From Wikipedia, the free encyclopedia

This is an old revision of this page, as edited by XLinkBot (talk | contribs) at 22:41, 23 September 2008 (BOT--Reverting edits by Belandthecity to revision 238660308 (rule: '\bblogspot\.com' (link(s): http://lamuchachaquehalloelinfinito.blogspot.com/2007/04/i-cant-believe-im-finally-seeing-yayoi_14.html) )). The present address (URL) is a permanent link to this revision, which may differ significantly from the current revision.

Yayoi Kusama's Ascension of Polka Dots on the Trees at the Singapore Biennale 2006 on Orchard Road, Singapore.
File:Kusama Tulips2.jpg
The Tulips of Shangri-La by Yayoi Kusama, Lille, France
File:Benesse house07s3200.jpg
Yayoi Kusama "Pumpkin" at Naoshima, Kagawa prefecture, Japan

Yayoi Kusama (草間彌生 or 草間弥生, born March 29 ,1929) is a Japanese artist.

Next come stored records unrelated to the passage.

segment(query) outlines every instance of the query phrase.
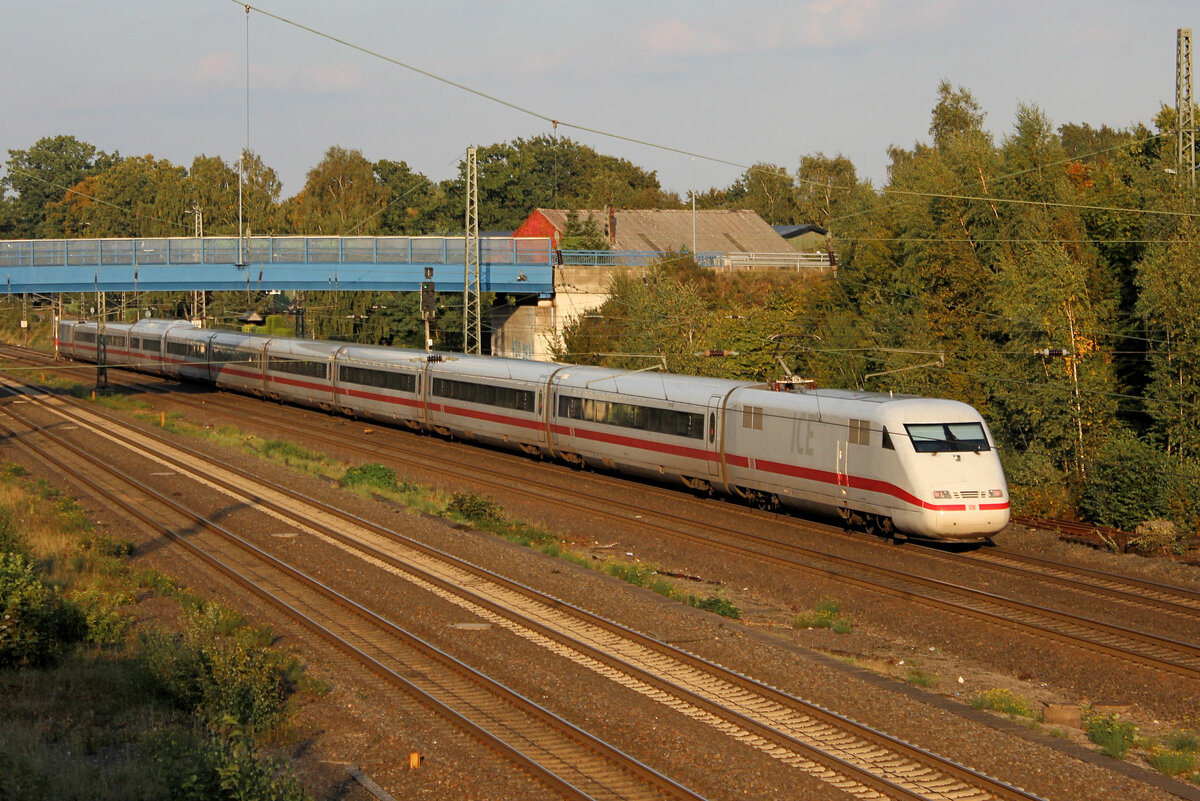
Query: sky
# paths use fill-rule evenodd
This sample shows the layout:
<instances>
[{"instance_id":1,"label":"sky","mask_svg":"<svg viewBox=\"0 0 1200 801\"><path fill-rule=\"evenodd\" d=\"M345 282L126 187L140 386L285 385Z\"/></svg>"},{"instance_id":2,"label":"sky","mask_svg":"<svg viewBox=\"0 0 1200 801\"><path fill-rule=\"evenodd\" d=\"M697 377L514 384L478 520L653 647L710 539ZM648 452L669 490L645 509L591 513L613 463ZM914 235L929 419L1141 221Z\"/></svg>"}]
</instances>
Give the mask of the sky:
<instances>
[{"instance_id":1,"label":"sky","mask_svg":"<svg viewBox=\"0 0 1200 801\"><path fill-rule=\"evenodd\" d=\"M5 159L59 134L184 167L248 143L284 197L332 145L439 181L547 120L682 197L817 152L881 186L889 146L929 140L942 80L997 141L1020 103L1150 125L1175 102L1176 30L1200 30L1194 0L258 0L248 34L230 0L5 5Z\"/></svg>"}]
</instances>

Her paintings, collages, soft sculptures, performance art and environmental installations all share an obsession with repetition, pattern, and accumulation. Her work shows some attributes of feminism, minimalism, surrealism, Art Brut, pop art, and abstract expressionism, and is infused with autobiographical, psychological, and sexual content. She describes herself as an "obsessive artist". Kusama is also a published novelist and poet, and has created notable work in film and fashion design. She has long struggled with mental illness.

Life and work

Born in Matsumoto, Nagano Prefecture, Kusama has experienced hallucinations and severe obsessive thoughts since childhood, often of a suicidal nature. She claims that as a small child she suffered severe physical abuse by her mother.

Early in Kusama's career, she began covering surfaces (walls, floors, canvases, and later, household objects and naked assistants) with the polka dots that would become a trademark of her work. The vast fields of polka dots, or "infinity nets," as she called them, were taken directly from her hallucinations.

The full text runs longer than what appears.